Breast cancer screening means checking a woman’s breasts for cancer before there are signs or symptoms of the disease. Although breast cancer screening cannot prevent breast cancer, it can help find breast cancer early, when it is easier to treat.
What is a Breast Cancer Screening Test?
The most common type of screening test is a mammogram which is an X-ray of the breast. For most women, mammograms are the best way to find breast cancer before it is big enough to feel or cause symptoms. Having regular mammograms can lower the risk of dying from breast cancer.
If you are unable to have a Mammogram for any reason you should discuss other screening options with your Primary Care Doctor.
Who should have a Breast Cancer Screening?
- Women who are 50 to 74 years old should have a mammogram every two years.
- Women who are 40 to 49 years old or 75 years old or older should talk to their doctor about when to start or how often to get a mammogram. The frequency of screening may depend upon underlying risk factors.
Risk factors you cannot change:
- Getting older. Most Breast Cancers are diagnosed in women over 50.
- Genetic mutations. Inherited changes (mutations) to certain genes, such as BRCA1 and BRCA2, puts you at a higher risk of developing Breast Cancer.
- Reproductive history. Early menstrual periods before age 12 and starting menopause after age 55.
- Having dense breasts. Dense breasts have more connective tissue than fatty tissue, which can sometimes make it hard to see tumors on a mammogram.
- Personal history of breast cancer. Women who have had breast cancer are more likely to get breast cancer a second time.
- Family history of breast or ovarian cancer. Women who have a family history of breast or ovarian cancer, especially if it is your Mother, Sister or Daughter are at higher risk of Breast Cancer
- Previous treatment using radiation therapy. Women who had radiation therapy to the chest or breasts.

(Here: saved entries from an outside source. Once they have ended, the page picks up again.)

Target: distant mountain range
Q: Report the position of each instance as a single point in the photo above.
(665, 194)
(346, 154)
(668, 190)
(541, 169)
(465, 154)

Risk factors you can change:
- Not being physically active. Women who are not physically active have an increased risk
- Being overweight or obese after menopause. Older women who are overweight or obese have a higher risk
- Taking hormones. Some forms of hormone replacement therapy such as estrogen and progesterone taken during menopause create a higher risk
- Reproductive history. Having the first pregnancy after age 30, not breastfeeding, and never having a full-term pregnancy can increase your risk of Breast Cancer.
- Drinking alcohol. Studies show that a woman’s risk for breast cancer increases with the more alcohol she drinks.